Tonight, I VPN in and upgrade this switch, a 5412zl with a similar configuration, to K.14.49m as well. It comes back up but, once again, the loopback IP address is unreachable. I go hit the documentation again and see that “lo1″ through “lo7″ are identified as being user-definable. Maybe that’s my issue, since I used “lo0″. I remove the IP from loopback0, bring up loopback1, assign it the IP address, and advertise that into OSPF. I make sure it shows up in OSPF and try to ping it: nothing.
Just for good measure, I’ll show some verification:
SWITCH4# show ip | in lo1 lo1 | Manual 10.144.5.4 255.255.255.255
10.144.5.4 is the loopback IP address of the switch and we can ping that IP from itself:
SWITCH4# ping 10.144.5.4 10.144.5.4 is alive, time = 1 ms
Let’s make sure we can see it in OSPF (from two other devices, just to be doubly sure):
SWITCH3# show ip route ospf | in 5.4 10.144.5.4/32 10.144.4.22 4001 ospf IntraArea 2 110
SWITCH1# show ip route ospf | in 5.4 10.144.5.4/32 10.144.4.10 4012 ospf IntraArea 2 110
Yep, everything looks good. We should be able to ping that without any issues, right?
SWITCH3# ping 10.144.5.4 repetitions 3 | in packet 3 packets transmitted, 0 packets received, 100% packet loss
SWITCH1# ping 10.144.5.4 repetitions 3 | in packet 3 packets transmitted, 0 packets received, 100% packet loss
Maybe it’s just not responding to ping, but we can still get to it via SSH, right?
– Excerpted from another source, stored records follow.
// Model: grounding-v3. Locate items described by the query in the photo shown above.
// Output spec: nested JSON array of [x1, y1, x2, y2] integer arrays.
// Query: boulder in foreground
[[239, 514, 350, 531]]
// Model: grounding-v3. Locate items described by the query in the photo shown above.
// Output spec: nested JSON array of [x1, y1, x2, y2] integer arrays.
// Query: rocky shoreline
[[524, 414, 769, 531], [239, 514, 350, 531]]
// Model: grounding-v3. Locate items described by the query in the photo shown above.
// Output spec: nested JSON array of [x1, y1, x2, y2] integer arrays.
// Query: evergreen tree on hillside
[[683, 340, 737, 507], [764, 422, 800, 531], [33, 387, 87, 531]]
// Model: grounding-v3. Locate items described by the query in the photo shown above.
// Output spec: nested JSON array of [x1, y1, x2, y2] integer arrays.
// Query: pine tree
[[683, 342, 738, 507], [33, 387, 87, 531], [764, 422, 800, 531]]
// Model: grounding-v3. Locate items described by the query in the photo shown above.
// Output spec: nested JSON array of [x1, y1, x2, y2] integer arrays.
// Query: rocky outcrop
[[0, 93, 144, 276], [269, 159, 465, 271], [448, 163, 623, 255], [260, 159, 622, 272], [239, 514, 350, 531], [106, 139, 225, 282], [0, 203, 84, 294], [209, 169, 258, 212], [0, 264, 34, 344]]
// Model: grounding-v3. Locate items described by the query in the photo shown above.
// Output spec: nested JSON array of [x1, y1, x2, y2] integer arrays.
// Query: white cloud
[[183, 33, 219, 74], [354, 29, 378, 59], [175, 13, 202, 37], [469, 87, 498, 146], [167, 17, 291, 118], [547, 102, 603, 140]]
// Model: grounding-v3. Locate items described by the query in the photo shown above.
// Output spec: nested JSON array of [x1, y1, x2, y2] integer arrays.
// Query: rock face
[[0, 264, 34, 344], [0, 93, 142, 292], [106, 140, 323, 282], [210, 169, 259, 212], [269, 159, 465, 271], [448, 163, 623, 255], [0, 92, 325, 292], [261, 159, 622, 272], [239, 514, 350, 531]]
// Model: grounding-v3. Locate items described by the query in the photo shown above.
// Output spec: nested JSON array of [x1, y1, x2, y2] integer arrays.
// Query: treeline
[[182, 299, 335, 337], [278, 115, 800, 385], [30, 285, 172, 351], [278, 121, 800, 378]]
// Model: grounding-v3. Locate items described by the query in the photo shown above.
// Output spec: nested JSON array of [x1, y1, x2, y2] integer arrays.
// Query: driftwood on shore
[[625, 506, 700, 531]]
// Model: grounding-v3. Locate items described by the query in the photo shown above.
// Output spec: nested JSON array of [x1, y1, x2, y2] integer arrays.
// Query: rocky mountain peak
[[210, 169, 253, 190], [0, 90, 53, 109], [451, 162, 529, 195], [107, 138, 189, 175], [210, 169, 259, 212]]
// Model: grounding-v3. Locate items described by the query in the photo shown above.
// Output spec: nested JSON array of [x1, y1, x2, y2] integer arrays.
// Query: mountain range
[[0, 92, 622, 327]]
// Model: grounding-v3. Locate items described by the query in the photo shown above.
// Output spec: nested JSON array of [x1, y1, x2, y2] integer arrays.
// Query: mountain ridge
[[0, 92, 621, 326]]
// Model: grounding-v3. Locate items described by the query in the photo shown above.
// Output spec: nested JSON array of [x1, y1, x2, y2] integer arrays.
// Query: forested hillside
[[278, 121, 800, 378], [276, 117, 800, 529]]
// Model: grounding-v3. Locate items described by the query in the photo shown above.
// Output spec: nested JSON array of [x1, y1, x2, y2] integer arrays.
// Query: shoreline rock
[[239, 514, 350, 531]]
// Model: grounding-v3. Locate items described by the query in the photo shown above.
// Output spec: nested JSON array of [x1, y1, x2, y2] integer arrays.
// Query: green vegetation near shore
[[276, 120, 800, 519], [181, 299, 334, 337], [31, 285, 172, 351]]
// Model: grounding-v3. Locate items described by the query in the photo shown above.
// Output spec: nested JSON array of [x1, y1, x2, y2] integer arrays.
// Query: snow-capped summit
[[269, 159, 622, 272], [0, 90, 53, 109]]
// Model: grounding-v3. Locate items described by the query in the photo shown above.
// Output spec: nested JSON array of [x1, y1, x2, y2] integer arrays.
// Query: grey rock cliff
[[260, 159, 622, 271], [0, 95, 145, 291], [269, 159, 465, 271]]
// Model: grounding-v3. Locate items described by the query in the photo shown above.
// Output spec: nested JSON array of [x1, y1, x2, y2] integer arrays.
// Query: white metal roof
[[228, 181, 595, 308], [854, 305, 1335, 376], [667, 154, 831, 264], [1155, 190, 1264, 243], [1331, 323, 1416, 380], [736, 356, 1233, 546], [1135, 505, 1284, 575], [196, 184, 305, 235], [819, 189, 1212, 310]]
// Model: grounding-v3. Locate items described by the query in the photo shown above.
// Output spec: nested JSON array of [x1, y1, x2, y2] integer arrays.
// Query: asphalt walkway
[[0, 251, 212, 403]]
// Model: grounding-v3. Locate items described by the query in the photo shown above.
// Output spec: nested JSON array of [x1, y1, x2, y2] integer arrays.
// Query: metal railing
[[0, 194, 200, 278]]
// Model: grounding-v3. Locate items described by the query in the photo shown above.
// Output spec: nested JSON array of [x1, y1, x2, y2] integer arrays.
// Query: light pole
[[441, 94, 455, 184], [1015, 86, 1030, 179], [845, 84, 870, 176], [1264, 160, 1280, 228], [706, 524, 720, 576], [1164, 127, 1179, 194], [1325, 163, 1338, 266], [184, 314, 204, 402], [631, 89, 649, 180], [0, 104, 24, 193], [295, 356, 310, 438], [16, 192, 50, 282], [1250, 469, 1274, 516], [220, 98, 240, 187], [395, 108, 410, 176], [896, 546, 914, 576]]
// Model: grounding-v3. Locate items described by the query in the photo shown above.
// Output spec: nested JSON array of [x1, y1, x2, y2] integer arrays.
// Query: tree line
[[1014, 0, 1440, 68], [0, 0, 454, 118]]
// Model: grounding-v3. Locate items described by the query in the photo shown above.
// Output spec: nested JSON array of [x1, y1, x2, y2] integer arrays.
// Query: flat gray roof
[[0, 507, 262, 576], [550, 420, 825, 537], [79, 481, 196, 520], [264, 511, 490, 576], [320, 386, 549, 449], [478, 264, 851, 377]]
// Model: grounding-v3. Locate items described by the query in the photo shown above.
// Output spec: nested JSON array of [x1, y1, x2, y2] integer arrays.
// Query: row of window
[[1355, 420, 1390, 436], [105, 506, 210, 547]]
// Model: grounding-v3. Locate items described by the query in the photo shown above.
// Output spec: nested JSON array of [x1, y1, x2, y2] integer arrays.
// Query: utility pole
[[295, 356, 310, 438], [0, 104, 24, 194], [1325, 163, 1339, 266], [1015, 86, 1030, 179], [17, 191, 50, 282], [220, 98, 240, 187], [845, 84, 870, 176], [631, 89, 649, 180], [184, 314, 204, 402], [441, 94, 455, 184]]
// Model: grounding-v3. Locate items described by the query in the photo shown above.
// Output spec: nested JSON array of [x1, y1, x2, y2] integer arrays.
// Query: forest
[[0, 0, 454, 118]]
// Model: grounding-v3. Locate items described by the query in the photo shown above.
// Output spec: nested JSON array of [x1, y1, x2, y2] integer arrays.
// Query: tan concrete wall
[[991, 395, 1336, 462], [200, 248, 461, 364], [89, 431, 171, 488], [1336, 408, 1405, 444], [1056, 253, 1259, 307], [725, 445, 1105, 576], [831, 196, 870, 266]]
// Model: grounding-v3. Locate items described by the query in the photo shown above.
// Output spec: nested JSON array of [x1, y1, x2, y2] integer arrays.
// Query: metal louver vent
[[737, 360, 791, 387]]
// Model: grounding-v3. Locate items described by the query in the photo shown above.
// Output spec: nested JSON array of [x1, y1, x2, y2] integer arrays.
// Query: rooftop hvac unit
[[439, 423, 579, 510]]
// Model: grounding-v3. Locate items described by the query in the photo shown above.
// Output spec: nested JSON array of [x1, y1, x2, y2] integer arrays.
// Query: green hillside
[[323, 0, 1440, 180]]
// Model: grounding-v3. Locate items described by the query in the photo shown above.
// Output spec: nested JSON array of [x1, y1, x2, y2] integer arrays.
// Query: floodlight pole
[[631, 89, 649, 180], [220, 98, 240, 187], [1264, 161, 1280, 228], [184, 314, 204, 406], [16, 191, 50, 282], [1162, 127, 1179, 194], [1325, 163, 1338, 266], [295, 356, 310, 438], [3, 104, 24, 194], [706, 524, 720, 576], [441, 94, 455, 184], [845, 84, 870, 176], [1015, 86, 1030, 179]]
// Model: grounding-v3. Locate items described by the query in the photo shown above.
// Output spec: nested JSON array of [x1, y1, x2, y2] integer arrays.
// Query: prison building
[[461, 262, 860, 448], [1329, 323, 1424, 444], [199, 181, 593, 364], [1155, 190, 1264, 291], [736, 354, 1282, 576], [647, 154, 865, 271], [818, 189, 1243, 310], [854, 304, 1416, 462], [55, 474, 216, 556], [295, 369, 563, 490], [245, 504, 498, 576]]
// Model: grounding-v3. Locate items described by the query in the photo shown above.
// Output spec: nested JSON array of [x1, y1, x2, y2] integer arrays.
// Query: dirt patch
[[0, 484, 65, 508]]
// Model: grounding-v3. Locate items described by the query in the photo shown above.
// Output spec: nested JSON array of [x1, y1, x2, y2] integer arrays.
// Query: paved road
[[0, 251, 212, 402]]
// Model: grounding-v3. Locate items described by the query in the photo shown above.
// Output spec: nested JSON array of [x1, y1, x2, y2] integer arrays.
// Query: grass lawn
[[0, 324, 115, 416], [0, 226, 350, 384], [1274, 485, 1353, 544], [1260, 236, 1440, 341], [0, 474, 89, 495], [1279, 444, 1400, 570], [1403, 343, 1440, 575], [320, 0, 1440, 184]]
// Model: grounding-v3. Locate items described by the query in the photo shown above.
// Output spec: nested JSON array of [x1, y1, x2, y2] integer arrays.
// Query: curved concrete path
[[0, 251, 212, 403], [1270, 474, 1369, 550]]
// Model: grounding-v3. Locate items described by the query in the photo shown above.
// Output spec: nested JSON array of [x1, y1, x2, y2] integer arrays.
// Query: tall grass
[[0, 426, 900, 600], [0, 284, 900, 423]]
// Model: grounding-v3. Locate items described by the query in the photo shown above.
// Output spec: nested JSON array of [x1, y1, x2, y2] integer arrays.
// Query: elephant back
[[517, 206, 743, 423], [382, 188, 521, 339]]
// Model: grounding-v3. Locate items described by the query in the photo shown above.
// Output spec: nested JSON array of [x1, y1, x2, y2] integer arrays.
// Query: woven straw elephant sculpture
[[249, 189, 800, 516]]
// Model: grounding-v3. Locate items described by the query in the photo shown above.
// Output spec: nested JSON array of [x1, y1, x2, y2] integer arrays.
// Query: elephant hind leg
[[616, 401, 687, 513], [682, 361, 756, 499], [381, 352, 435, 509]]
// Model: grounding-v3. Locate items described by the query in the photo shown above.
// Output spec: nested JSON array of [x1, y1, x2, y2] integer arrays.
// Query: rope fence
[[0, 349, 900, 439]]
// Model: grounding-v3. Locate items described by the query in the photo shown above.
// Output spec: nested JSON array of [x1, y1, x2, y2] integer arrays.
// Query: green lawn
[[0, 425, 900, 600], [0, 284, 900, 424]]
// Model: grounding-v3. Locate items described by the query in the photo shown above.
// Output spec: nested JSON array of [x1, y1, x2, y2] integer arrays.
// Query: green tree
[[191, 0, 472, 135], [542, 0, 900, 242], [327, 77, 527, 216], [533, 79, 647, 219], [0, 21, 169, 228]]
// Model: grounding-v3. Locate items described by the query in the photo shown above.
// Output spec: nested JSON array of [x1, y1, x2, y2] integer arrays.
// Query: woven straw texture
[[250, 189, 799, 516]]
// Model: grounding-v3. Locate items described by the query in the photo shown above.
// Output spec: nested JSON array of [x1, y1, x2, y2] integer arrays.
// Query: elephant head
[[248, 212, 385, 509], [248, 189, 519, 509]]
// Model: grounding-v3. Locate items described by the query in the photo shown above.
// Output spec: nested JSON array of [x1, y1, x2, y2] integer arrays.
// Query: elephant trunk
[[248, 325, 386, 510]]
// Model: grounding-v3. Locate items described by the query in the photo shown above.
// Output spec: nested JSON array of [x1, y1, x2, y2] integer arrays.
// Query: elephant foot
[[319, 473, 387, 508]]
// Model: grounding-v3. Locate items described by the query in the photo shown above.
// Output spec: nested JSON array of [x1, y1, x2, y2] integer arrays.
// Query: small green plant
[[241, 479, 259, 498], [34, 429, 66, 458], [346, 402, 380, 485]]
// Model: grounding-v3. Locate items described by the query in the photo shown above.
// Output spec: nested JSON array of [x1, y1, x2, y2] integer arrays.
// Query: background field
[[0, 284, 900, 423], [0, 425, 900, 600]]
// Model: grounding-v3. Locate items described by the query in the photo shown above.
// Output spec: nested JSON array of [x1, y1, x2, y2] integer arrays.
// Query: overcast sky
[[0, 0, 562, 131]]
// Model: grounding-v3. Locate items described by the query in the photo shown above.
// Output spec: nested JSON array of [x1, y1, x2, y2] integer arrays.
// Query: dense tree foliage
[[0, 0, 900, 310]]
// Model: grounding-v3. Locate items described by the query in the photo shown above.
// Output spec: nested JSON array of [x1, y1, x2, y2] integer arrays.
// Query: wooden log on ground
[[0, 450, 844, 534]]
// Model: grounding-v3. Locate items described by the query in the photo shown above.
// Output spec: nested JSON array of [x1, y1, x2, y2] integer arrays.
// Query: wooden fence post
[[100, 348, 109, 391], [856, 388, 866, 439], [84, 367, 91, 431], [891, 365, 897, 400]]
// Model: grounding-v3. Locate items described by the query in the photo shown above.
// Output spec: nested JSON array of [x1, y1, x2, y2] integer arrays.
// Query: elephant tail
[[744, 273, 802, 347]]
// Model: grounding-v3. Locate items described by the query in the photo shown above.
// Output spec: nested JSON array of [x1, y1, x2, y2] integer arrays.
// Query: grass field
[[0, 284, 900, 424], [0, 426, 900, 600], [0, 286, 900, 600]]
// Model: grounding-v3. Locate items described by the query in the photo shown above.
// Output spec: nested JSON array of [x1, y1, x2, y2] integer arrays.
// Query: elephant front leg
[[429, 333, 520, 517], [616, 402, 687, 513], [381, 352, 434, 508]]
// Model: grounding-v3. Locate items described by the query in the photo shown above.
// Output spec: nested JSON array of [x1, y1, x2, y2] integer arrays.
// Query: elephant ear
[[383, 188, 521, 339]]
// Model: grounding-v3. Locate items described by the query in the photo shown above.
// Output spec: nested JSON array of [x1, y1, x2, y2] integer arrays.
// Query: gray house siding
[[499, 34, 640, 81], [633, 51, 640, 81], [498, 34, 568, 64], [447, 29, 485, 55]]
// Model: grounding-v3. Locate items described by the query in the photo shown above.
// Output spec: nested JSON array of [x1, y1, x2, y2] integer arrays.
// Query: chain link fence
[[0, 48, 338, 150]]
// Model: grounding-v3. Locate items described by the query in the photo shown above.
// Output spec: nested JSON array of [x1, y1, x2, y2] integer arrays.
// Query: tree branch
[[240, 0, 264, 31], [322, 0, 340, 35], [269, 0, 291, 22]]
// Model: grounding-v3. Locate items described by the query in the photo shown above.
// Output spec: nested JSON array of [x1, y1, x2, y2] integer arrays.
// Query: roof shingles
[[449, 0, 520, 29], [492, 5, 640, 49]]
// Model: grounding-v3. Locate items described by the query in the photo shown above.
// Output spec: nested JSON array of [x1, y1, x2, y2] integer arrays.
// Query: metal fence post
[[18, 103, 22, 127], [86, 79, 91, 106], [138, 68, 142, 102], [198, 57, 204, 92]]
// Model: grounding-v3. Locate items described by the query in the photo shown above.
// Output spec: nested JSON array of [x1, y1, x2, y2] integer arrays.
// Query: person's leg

$ ssh -v 10.144.5.4 OpenSSH_5.4p1 FreeBSD-20100308, OpenSSL 0.9.8n 24 Mar 2010 debug1: Reading configuration data /etc/ssh/ssh_config debug1: Connecting to 10.144.5.4 [10.144.5.4] port 22. debug1: connect to address 10.144.5.4 port 22: Operation timed out ssh: connect to host 10.144.5.4 port 22: Operation timed out
In addition, tcpdump confirms that the RADIUS server receives Access-Request messages from the switch and responds accordingly, but the switch still seems to just thrown ‘em out.
No such luck. At least now I know that it’s not the 5406zl that’s screwed up, it’s the software. Maybe I shouldn’t be using the “maintenance release”, though. Let’s see what the Release Notes say:
Maintenance branch software is recommended for users who want to:
- Standardize on a major release after is (sic) has gained some maturity,
- Remain on a major release for an extended period of time to reduce time and expense of qualifying a new major release,
- Do no (sic) need to use new hardware or features that are not supported in Maintenance branch.
Yeah, that pretty much describes me.
Anyway, that’s my rant for tonight (it’s just past 3am now). If you’ll excuse me, I’ve got a switch here that I have to rollback to K.13.71. Oh, and another case to open with HP (surely there’s got to be an achievement for this?).
UPDATE: I discovered the issue and how to work around it. HP changed the functionality in a software update, then later reverted back to the original behavior after I complained.